Last week, the Obama administration held an outreach event at the White House with black bloggers. The meeting didn’t get much attention at the time, but that changed when the NYT’s Media Decoder blog reported that portions of the event, which were supposed to be on background or completely off the record — including phone video of a drop-in from President Obama — still ended up on some of the bloggers’ sites.
This seems amateurish. But Jill Tubman of Jack and Jill Politics, the popular politics blog, pushed back on some of the eye-rolling on their post on the meeting, in an odd post saying that the attendees just couldn’t be expected to abide by the rules.
So the bottom line here — I don’t have the details on what parameters were put out there — I wasn’t there. But you cannot seriously expect to put a bunch of black people in a room at the White House, then surprise them with a random visit from the first black president and not expect some excitement. And excited black bloggers in this day and age tends to mean excited blogging, complete with exciting photos and videos shared with their communities who will also then become very excited vicariously. (This is sort of the point, right?)

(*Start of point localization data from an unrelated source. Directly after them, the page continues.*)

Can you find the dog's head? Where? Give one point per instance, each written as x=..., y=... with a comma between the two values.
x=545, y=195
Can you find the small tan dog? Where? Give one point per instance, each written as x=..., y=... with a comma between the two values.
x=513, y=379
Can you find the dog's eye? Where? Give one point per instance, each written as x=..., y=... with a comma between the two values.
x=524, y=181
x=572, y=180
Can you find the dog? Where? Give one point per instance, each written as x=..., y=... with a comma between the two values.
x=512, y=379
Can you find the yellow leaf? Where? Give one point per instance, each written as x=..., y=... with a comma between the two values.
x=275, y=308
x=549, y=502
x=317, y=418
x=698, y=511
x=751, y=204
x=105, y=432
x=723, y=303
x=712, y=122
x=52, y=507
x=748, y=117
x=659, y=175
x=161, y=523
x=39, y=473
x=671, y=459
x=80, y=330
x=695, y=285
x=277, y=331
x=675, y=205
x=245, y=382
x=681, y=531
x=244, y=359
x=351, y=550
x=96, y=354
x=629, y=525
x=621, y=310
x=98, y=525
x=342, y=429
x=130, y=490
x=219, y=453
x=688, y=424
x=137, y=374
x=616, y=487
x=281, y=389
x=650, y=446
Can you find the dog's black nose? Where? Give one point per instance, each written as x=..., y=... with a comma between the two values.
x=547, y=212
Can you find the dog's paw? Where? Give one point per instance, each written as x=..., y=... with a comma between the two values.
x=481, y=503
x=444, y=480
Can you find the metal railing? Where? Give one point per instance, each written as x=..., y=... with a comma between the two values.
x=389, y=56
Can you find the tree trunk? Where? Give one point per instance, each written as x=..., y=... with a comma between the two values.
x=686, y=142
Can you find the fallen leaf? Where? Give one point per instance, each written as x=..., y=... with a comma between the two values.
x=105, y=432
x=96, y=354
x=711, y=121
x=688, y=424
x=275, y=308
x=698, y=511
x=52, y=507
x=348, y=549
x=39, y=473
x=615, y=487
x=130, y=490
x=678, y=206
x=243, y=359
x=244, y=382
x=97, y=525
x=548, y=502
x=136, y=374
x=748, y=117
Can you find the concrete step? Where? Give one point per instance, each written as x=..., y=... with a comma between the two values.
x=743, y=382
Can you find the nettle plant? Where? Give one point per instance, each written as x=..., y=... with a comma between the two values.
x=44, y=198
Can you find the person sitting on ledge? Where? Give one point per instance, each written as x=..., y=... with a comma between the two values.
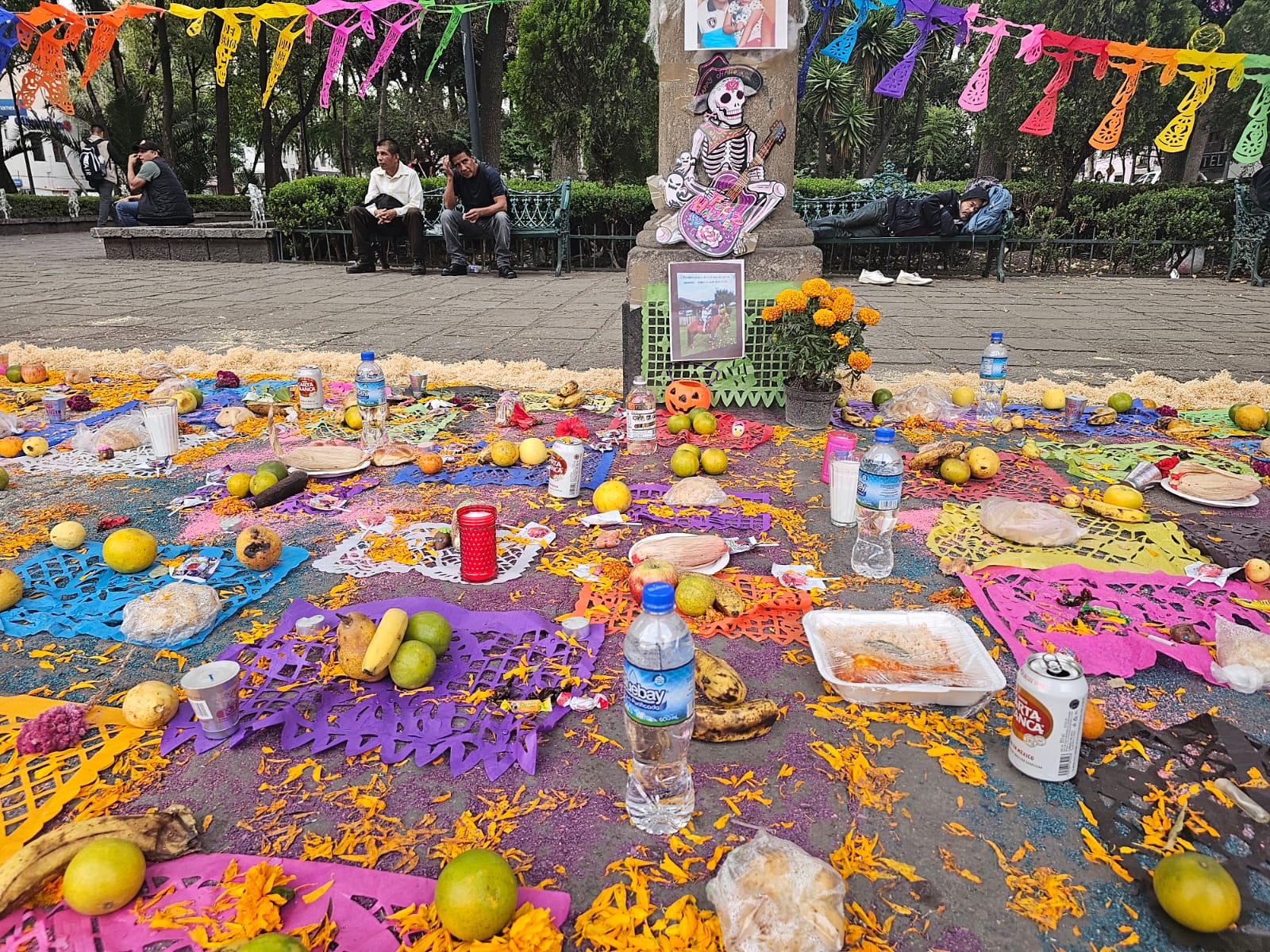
x=158, y=197
x=484, y=196
x=397, y=197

Lookahere — the mainstream media would have you believe that black bloggers are “unprofessional”. And they are right in the sense that we are not your journalists of yore. We are ordinary people who blog and thus may or may not be acquainted with what are now in the rapid-fire, real-time social media-driven world we live in — outdated expectations and mores about how we will and will not speak to our communities about what happens when we meet with members of our larger African-American community who happen to work at the White House. Or wherever/whatever.
Hmmm. So here’s what the agenda for the meeting, handed out to the bloggers in attendance, looked like.
So yeah. The ground rules for the meeting are pretty expressly stated there.
There’s a serious conversation to be had about access and the way the White House reflexively places all sorts of otherwise innocuous communication on background — think of the increasingly prevalent attribution to “top administration officials,” which can obfuscate important contextual details in news stories — but that’s not the same as resorting to ex post facto indignation about the agreed-upon rules, or deciding to flout those rules because they became inconvenient later.
Also, just as an aside, here’s CPL, the JJP blogger who originally posted on the summit, in the comments of Jill’s post.
Sounds like Real Clear Politics and Ta-Nehisi are more angry about the fact that they didn’t get an invite to the White House.
Yeah, that’s it. They’re just bitter haters.